In that thread, the question came up of whether eating fish would be considered eating meat. Not many people answered that question, but the consensus was not the direction I thought. And I cannot let that stand without more data!
So in your pre-existing, immediate, Rorschach like response, is fish “meat”? Yes or No, no maybe so. Please feel free to add your reasoning.
Yes fish is meat. I was surprised when I learned as a school kid that our cafeteria always served fish on Fridays because Catholics couldn’t eat meat. “You’re eating meat!” “No, fish isn’t meat!” I was familiar with the idea of fasting or partial fasting or having a vegetarian day from Hinduism and I figured they were writing the rules so that they.would be very easy to follow.
What little that remains of my Catholic upbringing also nudges me to the ‘No’ side.
Further, in the supermarket you have meat and seafood separately stocked.
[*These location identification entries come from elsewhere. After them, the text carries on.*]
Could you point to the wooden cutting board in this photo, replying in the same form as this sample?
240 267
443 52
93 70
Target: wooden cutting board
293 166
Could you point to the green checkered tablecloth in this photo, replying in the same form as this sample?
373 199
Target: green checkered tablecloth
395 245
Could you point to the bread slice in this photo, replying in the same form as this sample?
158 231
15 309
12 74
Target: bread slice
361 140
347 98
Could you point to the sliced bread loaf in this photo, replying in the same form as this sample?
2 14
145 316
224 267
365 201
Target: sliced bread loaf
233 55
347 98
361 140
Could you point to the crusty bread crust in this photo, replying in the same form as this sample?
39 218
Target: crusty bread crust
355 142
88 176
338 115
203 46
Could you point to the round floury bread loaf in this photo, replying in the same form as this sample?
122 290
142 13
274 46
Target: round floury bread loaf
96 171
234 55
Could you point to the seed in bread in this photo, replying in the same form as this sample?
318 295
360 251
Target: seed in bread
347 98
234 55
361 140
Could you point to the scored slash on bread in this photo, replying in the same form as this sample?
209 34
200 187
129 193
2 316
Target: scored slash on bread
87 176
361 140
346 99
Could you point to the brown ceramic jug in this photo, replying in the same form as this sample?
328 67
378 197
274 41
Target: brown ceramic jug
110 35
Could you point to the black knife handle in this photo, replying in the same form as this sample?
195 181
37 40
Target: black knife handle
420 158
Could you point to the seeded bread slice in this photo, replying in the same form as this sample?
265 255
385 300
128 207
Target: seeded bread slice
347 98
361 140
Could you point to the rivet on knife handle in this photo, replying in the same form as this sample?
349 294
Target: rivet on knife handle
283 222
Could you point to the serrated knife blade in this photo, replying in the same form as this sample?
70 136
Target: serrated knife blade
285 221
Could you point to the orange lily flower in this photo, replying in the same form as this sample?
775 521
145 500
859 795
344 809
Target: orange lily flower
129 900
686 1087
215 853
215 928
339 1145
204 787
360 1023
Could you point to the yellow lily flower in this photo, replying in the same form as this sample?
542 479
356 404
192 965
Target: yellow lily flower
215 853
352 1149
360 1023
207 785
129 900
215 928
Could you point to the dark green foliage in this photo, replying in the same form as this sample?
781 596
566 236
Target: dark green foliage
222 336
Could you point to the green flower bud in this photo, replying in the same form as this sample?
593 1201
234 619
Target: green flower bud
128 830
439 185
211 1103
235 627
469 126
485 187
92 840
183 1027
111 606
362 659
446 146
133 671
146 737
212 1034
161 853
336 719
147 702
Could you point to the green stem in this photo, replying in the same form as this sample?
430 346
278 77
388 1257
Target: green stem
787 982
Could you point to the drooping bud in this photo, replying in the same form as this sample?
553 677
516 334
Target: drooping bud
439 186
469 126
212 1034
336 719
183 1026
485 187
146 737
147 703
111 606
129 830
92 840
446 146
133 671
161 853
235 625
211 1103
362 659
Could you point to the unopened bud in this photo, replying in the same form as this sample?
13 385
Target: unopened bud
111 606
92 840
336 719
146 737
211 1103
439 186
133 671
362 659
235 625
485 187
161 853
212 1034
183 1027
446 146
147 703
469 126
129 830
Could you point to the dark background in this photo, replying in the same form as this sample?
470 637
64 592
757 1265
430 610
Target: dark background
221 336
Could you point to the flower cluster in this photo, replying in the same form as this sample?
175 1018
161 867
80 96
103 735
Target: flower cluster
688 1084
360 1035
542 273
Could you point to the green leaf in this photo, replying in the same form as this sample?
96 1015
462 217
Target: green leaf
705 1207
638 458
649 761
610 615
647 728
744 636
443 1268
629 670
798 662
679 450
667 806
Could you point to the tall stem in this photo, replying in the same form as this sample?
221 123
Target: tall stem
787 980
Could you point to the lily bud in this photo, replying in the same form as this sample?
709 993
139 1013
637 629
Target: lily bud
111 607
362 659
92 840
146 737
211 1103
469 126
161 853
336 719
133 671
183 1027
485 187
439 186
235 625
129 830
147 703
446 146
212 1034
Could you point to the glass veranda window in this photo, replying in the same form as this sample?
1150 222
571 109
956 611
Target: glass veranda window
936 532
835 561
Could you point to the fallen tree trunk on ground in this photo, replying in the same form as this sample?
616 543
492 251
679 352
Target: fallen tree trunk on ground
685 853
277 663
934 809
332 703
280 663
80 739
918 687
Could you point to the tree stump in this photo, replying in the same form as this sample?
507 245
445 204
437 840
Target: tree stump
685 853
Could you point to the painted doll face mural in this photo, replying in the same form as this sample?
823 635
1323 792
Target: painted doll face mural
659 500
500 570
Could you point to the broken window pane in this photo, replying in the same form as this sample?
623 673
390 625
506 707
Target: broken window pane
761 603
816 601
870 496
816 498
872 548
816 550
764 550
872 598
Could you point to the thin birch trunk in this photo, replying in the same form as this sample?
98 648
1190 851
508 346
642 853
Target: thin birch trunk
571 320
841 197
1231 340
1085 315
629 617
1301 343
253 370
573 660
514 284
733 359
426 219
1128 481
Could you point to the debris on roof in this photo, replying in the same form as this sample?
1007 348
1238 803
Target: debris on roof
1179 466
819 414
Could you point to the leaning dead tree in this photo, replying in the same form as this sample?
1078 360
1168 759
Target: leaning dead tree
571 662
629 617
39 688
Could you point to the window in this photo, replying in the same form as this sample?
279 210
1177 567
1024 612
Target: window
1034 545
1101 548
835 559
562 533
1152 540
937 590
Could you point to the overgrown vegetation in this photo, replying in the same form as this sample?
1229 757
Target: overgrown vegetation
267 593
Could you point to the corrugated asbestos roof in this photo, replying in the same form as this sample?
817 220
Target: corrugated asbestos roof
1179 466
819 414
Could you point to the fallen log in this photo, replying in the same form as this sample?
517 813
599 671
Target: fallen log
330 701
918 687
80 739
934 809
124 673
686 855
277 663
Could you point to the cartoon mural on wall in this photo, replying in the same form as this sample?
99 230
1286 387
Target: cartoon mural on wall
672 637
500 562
From what i recall of restaurants where you order from nicely printed menus, ‘Meat’ and ‘Fish/Seafood’ are listed separately.
Logically I understand meat is basically muscle, so fish flesh would be meat, but… this is cuisine not logic. Fish is not meat.
I had a raised eyebrow reading that in the whaling thread as well. To me, Meat does not include any sort of fish or other seafood.
To my mind so many things in daily life seem to bear this out to me. As you said, the supermarket had seperate sections for meat and seafood, most restaurants have separate menu sections, butchers, who I must strongly associate with meat don’t sell seafood, recipe books usually have separate chapters.
I just asked my Japanese in-laws if fish were meat, and they looked at me like I was crazy. Not entirely uncommon response, but in this case gratifying. As noted in the whale hunting thread, the Japanese word for meat = nikku, specifically and unequivocally does not include fish.
So just wait until the Japanese Catholic Doper contingent shows up to this poll…
It’s a problem of taxonomy. At the top level we all eat ‘food’. ‘Food’ can be broken into two categories, ‘animal-based’ and ‘plant-based’. Another term for ‘animal based’ is ‘meat’. So beef is meat, lamb is meat, fish is meat, and even insects are meat.
Imagine my wife is bringing a co-worker over to our place, and asks me to make dinner for the three of us. “And no meat,” she says; “Leah doesn’t eat meat.”
Do I grill up some rainbow trout? Maybe pan-fry some flounder?
Both my Catholic upbringing and my* Spanish language say nope; when it affects whether to give seafood to another person, I’ll go by that person’s definitions. Seafood is not meat, it gets a different word. Speaking about la carne del pescado would be a contradiction in terms, as absurd as talking about the generosity of a Scrooge.
It would never occur to me to use “meat” to describe fish or seafood in any way, even in a broad sense. It’s not meat, it’s fish. Or seafood. Meat comes from animals.
But I’m not going to correct someone who uses meat to mean fish. Just might get confused talking to them at times.
To further sully the discussion, the word “meat” descended from an Old English word that meant any kind of food, not just the flesh of animals. The term has a millennium-long trend of being applied to progressively restricted subsets of its original meaning.
Of course, my grade 9 history teacher also insisted that the word “animal” didn’t apply to birds or fish either, but I think that’s a rarer usage.